Read Perfect Escape Online

Authors: Jennifer Brown

Tags: #Juvenile Fiction, #Family, #Siblings, #Social Themes, #Adolescence, #Depression & Mental Illness, #Social Issues, #General, #Juvenile Fiction / Family - Siblings, #Juvenile Fiction / Juvenile Fiction - Social Issues - Adolescence, #Juvenile Fiction / Social Issues - Depression & Mental Illness

Perfect Escape (7 page)

Instead, we found Grayson and Brock in Brock’s front yard, tossing a football back and forth. Brock was lounging back in a lawn chair, eating potato chips, the folds of his stomach drooping down between his legs; Grayson was wearing a pair of green, elbow-length dishwashing gloves, a pile of discarded gloves on the ground by his feet.

Mom pulled to the curb and rolled down her window. “I hadn’t heard from you. Everything okay?”

“It’s all good, Mrs. Turner. G-Man cleaned my room for me.
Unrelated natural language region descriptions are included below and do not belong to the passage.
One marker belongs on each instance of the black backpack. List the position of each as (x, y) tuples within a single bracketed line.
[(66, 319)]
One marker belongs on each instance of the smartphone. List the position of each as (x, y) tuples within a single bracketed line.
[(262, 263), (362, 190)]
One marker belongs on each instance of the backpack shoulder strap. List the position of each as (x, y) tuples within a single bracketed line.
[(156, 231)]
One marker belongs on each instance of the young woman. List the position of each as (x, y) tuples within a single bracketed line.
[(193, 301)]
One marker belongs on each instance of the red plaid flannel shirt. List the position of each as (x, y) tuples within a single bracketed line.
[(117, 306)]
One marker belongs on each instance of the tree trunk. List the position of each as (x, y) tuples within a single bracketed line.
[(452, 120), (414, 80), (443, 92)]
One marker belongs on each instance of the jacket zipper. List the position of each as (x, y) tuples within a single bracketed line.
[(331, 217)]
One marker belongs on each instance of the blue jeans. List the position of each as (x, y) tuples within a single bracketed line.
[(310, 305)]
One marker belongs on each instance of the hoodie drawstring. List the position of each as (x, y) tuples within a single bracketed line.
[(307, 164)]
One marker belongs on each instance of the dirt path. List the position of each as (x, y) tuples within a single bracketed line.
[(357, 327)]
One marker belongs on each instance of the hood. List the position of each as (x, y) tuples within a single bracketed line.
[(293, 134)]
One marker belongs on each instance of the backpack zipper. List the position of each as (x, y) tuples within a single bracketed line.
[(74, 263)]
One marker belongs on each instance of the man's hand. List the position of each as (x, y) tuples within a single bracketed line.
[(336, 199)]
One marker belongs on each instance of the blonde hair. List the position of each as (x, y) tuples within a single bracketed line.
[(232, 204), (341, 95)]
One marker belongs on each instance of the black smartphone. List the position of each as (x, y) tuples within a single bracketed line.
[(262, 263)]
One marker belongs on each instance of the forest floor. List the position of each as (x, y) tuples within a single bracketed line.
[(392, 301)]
Totally arranged my video games.”

Mom’s eyes got moist and she kept swallowing, and for a second I thought she was going to bawl. “Good” was all she said.

“We’ve got four more pairs of those gloves,” Brock shouted. “My mom’ll bring him home after that.”
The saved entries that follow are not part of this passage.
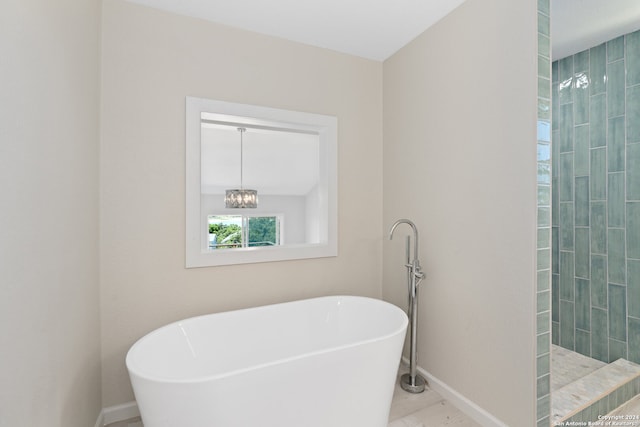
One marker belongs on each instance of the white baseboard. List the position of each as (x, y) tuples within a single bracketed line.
[(470, 408), (100, 420), (128, 410), (113, 414)]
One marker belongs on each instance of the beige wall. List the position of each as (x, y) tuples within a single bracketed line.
[(151, 61), (49, 308), (460, 160)]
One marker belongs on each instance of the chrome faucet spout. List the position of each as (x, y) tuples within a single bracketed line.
[(415, 235), (412, 382)]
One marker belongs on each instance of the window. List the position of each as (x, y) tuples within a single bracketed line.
[(243, 231)]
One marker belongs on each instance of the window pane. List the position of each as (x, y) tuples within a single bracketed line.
[(225, 232), (263, 231)]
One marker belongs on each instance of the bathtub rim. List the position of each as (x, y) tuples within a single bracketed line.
[(234, 372)]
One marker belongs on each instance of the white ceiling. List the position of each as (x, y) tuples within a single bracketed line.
[(376, 29), (373, 29), (577, 25)]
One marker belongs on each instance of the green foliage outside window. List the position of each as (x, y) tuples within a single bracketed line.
[(229, 235)]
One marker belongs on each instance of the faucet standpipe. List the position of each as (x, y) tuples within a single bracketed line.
[(412, 382)]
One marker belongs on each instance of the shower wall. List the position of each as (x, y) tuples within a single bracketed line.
[(596, 200)]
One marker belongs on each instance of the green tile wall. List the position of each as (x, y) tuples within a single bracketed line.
[(596, 200), (545, 239)]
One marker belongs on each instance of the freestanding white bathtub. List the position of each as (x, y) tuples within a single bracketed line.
[(322, 362)]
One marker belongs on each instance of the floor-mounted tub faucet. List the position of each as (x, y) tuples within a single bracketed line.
[(412, 382)]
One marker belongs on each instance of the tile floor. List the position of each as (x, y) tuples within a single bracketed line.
[(577, 381), (427, 409)]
“I’m good, Mom,” Grayson had called, and the feeling of happiness that swelled through the car almost made me feel light-headed. Mom and I went home and baked cookies together, and I decided right then and there that Brock was a really great friend for my brother. Like Zoe, Brock never expected my brother to be anything other than who he was.

Just hearing his voice over the phone as I stood in a gas station parking lot somewhere in Kansas brought that feeling back. I knew I could count on him. “No, he’s home from treatment now.”

“Cool. Tell him to come on up. I got the new Zombiesplosion 5 game. It rocks. You should see what happens when you blow their heads off.”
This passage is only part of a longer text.